The dose-response relationship for T2DM was estimated by applying a restricted cubic spline regression model with 3 knots at the 5th (1.58 μg/L), 50th (3.82 μg/L) and 95th (8.43 μg/L) percentiles. To evaluate the consistency of the association between chromium and T2DM and pre-DM by participant characteristics, additional analyses were run, stratifying age (<45, ≥45), sex, BMI (<24, ≥24), current smoking status, current drinking alcohol status, and hypertension. Likelihood ratio tests were conducted to examine interactions.

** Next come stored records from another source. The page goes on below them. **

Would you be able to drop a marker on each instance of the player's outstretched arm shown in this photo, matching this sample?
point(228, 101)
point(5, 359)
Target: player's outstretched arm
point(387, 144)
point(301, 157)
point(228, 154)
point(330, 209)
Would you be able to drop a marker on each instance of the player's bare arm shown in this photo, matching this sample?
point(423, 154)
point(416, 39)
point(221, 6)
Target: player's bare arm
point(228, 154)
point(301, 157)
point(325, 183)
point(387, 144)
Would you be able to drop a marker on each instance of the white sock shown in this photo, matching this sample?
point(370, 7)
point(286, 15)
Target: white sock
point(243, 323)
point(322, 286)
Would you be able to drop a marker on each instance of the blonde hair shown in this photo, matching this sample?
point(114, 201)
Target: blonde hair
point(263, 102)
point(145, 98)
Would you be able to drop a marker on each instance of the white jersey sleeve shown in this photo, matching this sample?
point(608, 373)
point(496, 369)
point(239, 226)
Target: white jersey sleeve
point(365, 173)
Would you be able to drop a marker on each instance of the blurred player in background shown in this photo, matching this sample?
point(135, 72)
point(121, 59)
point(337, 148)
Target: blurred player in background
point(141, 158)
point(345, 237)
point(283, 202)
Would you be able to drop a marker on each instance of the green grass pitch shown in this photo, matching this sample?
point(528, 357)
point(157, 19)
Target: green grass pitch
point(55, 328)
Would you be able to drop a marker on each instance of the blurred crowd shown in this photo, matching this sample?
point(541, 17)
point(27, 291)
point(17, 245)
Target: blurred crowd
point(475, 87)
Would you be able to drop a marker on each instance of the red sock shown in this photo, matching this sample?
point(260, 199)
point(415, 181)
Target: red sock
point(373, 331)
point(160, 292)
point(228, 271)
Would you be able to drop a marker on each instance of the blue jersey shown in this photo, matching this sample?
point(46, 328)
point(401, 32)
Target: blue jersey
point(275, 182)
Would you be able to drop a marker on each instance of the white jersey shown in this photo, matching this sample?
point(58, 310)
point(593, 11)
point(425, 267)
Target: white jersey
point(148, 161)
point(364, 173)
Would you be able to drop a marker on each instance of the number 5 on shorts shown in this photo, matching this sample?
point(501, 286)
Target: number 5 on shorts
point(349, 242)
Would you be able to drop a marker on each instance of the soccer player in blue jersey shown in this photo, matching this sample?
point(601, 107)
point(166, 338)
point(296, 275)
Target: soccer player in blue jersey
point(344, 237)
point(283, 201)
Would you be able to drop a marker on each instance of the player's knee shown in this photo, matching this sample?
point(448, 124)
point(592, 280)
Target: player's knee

Statistical analyses were performed with SPSS for Windows, version 21.0 (SPSS Inc., Chicago, IL, USA). P values reported are two tailed, and values below 0.05 were considered statistically significant.

3. Results

Patient Characteristics

Anthropometric and metabolic characteristics of the 4443 participants with NGT, pre-DM and T2DM are reported in Table 1. Plasma chromium concentrations were significantly decreased in the individuals with pre-DM and newly diagnosed T2DM compared with the controls (median: 3.97 μg/L in NGT, 3.61 μg/L in pre-DM, and 3.68 μg/L in T2DM, p < 0.001). Compared to control subjects, the individuals with pre-DM and newly diagnosed T2DM had a higher age, BMI and prevalence of family history of diabetes and hypertension. As expected, higher levels of FPG, post-glucose load after the 2 h oral glucose tolerance test (OGTT 2 h), FPI, HOMA-IR, and lower levels of HDLC were observed in newly diagnosed T2DM and pre-DM cases than in the controls.

Table 1.

Anthropometric and metabolic characteristics of NGT, pre-DM and T2DM groups.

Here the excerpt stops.